What's even more worrisome are comments like Larry Page's that 100k lives
could be saved if only Google could analyze everyone's health data:
http://patientprivacyrights.org/2014/06/googles-larry-page-wants-save-100000-lives-analyzing-healthcare-data/
I'm a believer in the idea of using data to gain insights (if researchers
can adequately correct for cognitive biases, which few can) but the risk
of re-identificaton or spilling of confidential information is still too
damn high for most. I suspect this is why Google struggled with their
personal-health-record platform, Google Health, because few people were
motivated to turn their patient records over to a company whose business
model is advertising. Microsoft seems to be having more success with
HealthVault, which is encouraging.
Fortunately in the brief moment I spent focused on healthcare
(co-designing and launching HHS's "Direct Project" effort for
health-records-sharing over SMTP/TLS), I got the sense that this view is
not prevalent, that most practitioners understand the value of privacy,
and that if it's come at the cost of progress in health IT and easy
transfer of records between doctors and clinics, it's hard to say it's not
been worth it. Celebrity nude photos are one thing; celebrity (or non-)
HIV test results something completely else. Encryption at rest and in
transit, ensuring that patient records are only shared with the patients
themselves or licensed physicians, proper de-identification - those have
not been constraints on setting up effective health IT systems or sharing
between doctors and patients. It's more the legacy of broken systems and
silo-based thinking, compounded by the modern sense that "data is the new
oil" and therefore should be hoarded rather than shared. But those are
afflictions less of the practitioners and more of the health IT software
vendors themselves.
> I said:
>
> 1. What are your principles for securing patient data offline? What are
> the rights of the patient as a patient and as person? Figure those out
> in writing and then work to encrypt data and secure patient privacy so
> that those rights and principles are upheld. Even if it's difficult and
> expensive to do it.
>
> 2. I said that asking patients to choose was a false choice--they
> deserve good medical care and to keep their medical information private.
> At the same time.
>
> 3. I said that it's not acceptable to lower the standards for patients
> (this would be tens of thousands of patients in his case alone) just
> because they don't understand the implications of sharing their personal
> data. I said that he was in a position of great responsibility to
> protected patients and that he shouldn't give up without a fight.

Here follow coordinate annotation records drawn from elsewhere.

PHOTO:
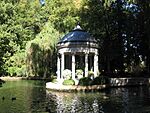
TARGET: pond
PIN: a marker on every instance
(26, 96)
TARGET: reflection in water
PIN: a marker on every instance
(75, 102)
(32, 97)
(115, 100)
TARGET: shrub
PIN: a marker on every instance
(100, 80)
(66, 74)
(85, 81)
(68, 82)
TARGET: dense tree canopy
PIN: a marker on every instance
(30, 29)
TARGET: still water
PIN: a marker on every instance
(32, 97)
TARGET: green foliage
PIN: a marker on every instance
(100, 80)
(68, 82)
(40, 52)
(85, 81)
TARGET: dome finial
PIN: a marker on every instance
(78, 27)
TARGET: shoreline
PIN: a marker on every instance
(8, 78)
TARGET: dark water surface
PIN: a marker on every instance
(31, 97)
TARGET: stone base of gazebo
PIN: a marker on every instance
(60, 87)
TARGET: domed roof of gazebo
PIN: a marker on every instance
(77, 38)
(77, 35)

He was
> unconvinced--probably because it's cheaper and easier to ignore privacy
> concerns and he's under pressure to get the ball rolling.
>
> What would you say in this situation?
If I'd had half the clarity as you did in saying what you said I would
have considered myself lucky. That was great. I suspect this
"administrator" wasn't actually a doctor bound to the Hippocratic oath
earlier in their career, but should have been. But absent the oath, I
might remind them of their duties under HIPAA and if you have skin in this
game you might want to talk to someone at HHS to look into this
administrator's operations. Perhaps he was scared by the
paranoia-inducing "security researchers" at this conference, but such
warnings are just a reminder to do his job, not abdicate responsibility
for them.
More specifically, compromising Skype at this point is a feature of
commercially-available products used by despotic regimes to surveil
activists in countries like Egypt, and likely has come down market to
organized crime at the very least. I don't know if that means the
encryption used in Skype would fail to be HIPAA-compliant - all encryption
schemes are breakable given enough horsepower - but the administrator may
want to consider the PR implications of a remote consultation between one
of their doctors and a celebrity getting posted to 4Chan. Tunnelling a
WebRTC-based conferencing like BigBlueButton over a VPN (maybe it supports
SSL natively now?) or using Jitsi or another similar trustworthy tool may
be a way to reduce that risk.
Keep fighting the good fight on this.